Reawakening the immune system
The team from the UK’s Francis Crick Institute, who performed this project, state that PGE2 molecules “dampen down” the reaction of the immune system, which allows the cancer cells to “hide.” If PGE2 molecules can be damaged, they say, the immune system will “reawaken,” discover and kill the cancer cells.
PGE2 in the body is generated by Cyclooxygenase, well-known as COX-1 and COX-2 enzymes. COX inhibitors are presently in the limelight as a way to reduce the production of PGE2 in cancer sufferers. One way of suppressing COX is via nonsteroidal anti-inflammatory drugs (NSAIDs), like aspirin.
This study identified that specific kinds of cancer in mice were considerably slowed by combining aspirin or other COX inhibitors with immunotherapy.
Given the “conservation of signature” throughout mouse and human melanoma, as well as the fact that COX inhibitors seem to decrease gastrointestinal and breast tumors along with melanoma, the team is optimistic that aspirin and identical drugs can be successfully used together with present immunotherapy therapies to tackle bowel, breast and skin cancer.

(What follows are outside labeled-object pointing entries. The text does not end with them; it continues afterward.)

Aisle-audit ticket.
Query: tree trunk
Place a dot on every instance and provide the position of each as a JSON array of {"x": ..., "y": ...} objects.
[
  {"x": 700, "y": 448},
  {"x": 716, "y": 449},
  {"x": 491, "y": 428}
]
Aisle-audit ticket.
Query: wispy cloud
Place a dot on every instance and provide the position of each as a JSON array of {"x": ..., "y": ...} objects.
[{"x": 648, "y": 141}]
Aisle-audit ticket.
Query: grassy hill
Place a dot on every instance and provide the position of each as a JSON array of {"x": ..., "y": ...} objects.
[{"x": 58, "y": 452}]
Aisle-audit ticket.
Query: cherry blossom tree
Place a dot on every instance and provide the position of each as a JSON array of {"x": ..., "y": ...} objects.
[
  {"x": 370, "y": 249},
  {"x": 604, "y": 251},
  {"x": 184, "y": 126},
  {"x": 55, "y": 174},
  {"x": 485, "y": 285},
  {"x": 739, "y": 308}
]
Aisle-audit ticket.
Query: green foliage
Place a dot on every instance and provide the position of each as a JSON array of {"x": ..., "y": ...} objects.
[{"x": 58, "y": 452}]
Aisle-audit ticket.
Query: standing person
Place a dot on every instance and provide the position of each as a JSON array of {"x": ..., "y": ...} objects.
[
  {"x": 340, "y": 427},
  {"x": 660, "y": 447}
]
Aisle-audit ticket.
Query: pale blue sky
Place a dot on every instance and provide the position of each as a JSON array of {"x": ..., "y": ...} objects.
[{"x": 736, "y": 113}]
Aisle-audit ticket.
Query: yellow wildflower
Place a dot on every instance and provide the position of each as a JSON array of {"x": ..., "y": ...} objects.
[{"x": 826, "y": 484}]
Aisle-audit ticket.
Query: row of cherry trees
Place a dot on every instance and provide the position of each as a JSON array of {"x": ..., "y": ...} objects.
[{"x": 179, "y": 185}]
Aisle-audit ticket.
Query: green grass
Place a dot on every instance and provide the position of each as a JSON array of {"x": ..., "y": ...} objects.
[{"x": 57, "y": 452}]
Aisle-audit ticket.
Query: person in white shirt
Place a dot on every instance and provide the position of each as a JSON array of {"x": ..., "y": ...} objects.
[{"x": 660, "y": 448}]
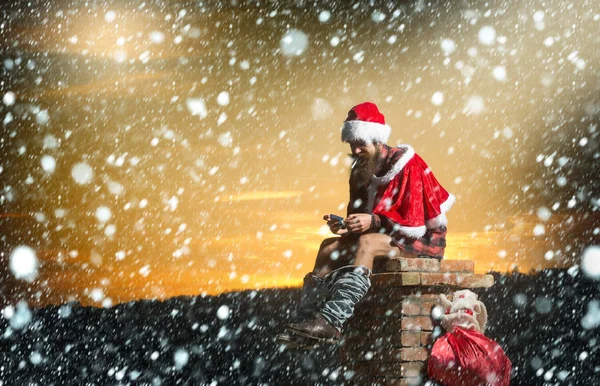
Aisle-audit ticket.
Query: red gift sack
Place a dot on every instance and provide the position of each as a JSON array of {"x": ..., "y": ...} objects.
[{"x": 468, "y": 358}]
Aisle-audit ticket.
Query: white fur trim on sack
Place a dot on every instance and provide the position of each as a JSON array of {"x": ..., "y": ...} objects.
[
  {"x": 369, "y": 132},
  {"x": 413, "y": 232}
]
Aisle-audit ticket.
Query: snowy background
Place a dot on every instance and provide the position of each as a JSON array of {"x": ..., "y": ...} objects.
[
  {"x": 153, "y": 149},
  {"x": 163, "y": 148}
]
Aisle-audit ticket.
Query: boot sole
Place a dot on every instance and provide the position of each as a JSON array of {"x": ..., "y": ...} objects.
[
  {"x": 296, "y": 342},
  {"x": 314, "y": 338}
]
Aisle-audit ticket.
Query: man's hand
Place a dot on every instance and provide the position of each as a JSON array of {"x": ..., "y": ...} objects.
[
  {"x": 358, "y": 222},
  {"x": 335, "y": 226}
]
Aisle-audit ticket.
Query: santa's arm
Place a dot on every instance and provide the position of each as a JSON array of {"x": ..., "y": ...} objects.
[{"x": 403, "y": 205}]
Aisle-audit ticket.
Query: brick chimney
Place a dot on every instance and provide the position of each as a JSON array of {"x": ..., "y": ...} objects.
[{"x": 388, "y": 339}]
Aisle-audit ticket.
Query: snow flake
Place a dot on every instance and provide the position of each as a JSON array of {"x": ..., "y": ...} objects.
[
  {"x": 324, "y": 16},
  {"x": 196, "y": 106},
  {"x": 23, "y": 263},
  {"x": 82, "y": 173},
  {"x": 223, "y": 98},
  {"x": 223, "y": 312},
  {"x": 110, "y": 16},
  {"x": 592, "y": 317},
  {"x": 475, "y": 105},
  {"x": 9, "y": 98},
  {"x": 225, "y": 139},
  {"x": 103, "y": 214},
  {"x": 293, "y": 43},
  {"x": 48, "y": 164},
  {"x": 590, "y": 262},
  {"x": 499, "y": 73},
  {"x": 487, "y": 35},
  {"x": 448, "y": 46},
  {"x": 437, "y": 98},
  {"x": 181, "y": 358},
  {"x": 156, "y": 37},
  {"x": 21, "y": 317}
]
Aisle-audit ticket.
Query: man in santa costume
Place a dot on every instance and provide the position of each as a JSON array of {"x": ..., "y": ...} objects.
[{"x": 396, "y": 208}]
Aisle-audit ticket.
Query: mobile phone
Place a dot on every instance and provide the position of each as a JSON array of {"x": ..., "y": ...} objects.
[{"x": 339, "y": 219}]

Citing a study presented in the Journal of the National Cancer Institute, the American Cancer Society recommend that low-dose aspirin could also be helpful in treating and protecting against recurrence of esophageal, ovarian, abdomen and prostate cancer.
Worries that regular low-dose use of aspirin can raise the risk of cardiovascular issues or inner bleeding in cancer sufferers with gastrointestinal issues have not been definitively confirmed, according to the US National Cancer Institute.
As Peter Johnson, Cancer Research UK’s chief clinician, notes concerning the present research, “there is even now some way to go, but it’s an interesting finding that could provide an easy way to significantly enhance the response to treatment in a range of cancers.”